Sum of Stirling numbers of second kind $S(n,k)$ over $n$ I want to evaluate the sum:
$$E(a,n) = \sum_{i=a}^n S(i,a)$$
with $S(n,k)$ denoting the Stirling numbers of the second kind.
My problem is that as $n$ gets bigger this calculation gets quite computationally-expensive with either using the recursive definition
$$S(n+1,k) = kS(n,k)+S(n, k-1)$$
or the explicit formula
$$S(n,k)=\frac{1}{k!} \sum_{j=0}^k (-1)^{k-j} {k \choose j} j^n$$
for $S$. 
So my question arises: is there a closed-form expression for $E$? If not, are there some sorts of other improvements to reduce the computational complexity of this sum?
 A: For fixed $a$ the function $S(i, a)$ is a sum of various powers, so the partial sum over $i$ can be computed with a termwise sum of geometric series.

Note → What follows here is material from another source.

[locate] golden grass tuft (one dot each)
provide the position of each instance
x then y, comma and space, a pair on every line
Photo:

That is, we have
$$E(n, a) = \sum_{i=a}^n \frac{1}{a!} \sum_{j=0}^a (-1)^{a-j} {a \choose j} j^i$$
(I am switching $a$ and $n$ in the input for $E$ to maintain consistency with $a$ being on the right for the Stirling numbers) and exchanging the order of the sum, as well as removing the $\frac{1}{a!}$, gives
$$E(n, a) = \frac{1}{a!} \sum_{j=0}^a  (-1)^{a-j} {a \choose j} \sum_{i=a}^n j^i.$$
The sum $\sum_{i=a}^n j^i$ is a geometric series $\frac{j^{n+1} - j^a}{j - 1}$, so this gives
$$E(n, a) = \frac{1}{a!} \sum_{j=0}^a (-1)^{a-j} {a \choose j} \frac{j^{n+1} - j^a}{j - 1}.$$
For fixed $a$ most of this expression doesn't depend on $n$ and so can be precomputed (I don't know if that's the case in your application though), and then we only need to compute the powers $j^{n+1}$. If you're working mod a prime this can be done very efficiently using binary exponentiation and Fermat's little theorem.

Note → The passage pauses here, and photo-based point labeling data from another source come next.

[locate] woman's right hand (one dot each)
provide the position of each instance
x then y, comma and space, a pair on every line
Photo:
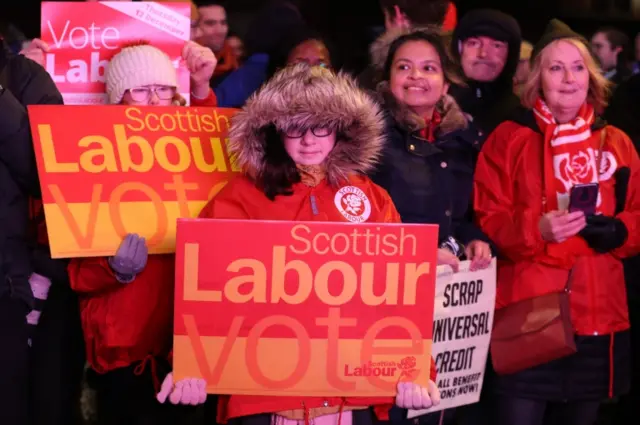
558, 226
130, 259
36, 50
186, 391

Furthermore it sounds like in your application the prime is bigger than $a$, which allows us to make use of the observation that we can cancel the $a!$ factor from the binomial coefficients:
$$E(n, a) = \sum_{j=0}^a (-1)^{a-j} \frac{1}{j! (a - j)!} \frac{j^{n+1} - j^a}{j - 1}.$$
(The point being that we can compute $j! (a - j)! \bmod p$ and then invert it, without needing to keep track of a potentially large denominator that eventually cancels.) This should be a big save overall; we no longer have to perform any operation $n$ times.

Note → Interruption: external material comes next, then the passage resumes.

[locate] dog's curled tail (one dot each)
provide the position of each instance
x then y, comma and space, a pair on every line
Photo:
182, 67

Formally, to compute $j^{n+1} \bmod p$ we first reduce the exponent $\bmod (p-1)$; I'm not familiar with fast algorithms for dividing with remainder so I don't know how long this takes but probably not very long. This gives us a new exponent $m < p-1$ and then binary exponentiation will let us compute $j^m \bmod p$ in about $O(\log m) \le O(\log p)$ steps, and since $p = 10^9 + 7$ here this is not only constant but a pretty small constant!
Similar improvements are probably not available for the binomial coefficients / factorials but we still only have to do about $O(a)$ multiplications and we can work recursively and so forth, and computing inverses $\bmod p$ can be done efficiently using the Euclidean algorithm.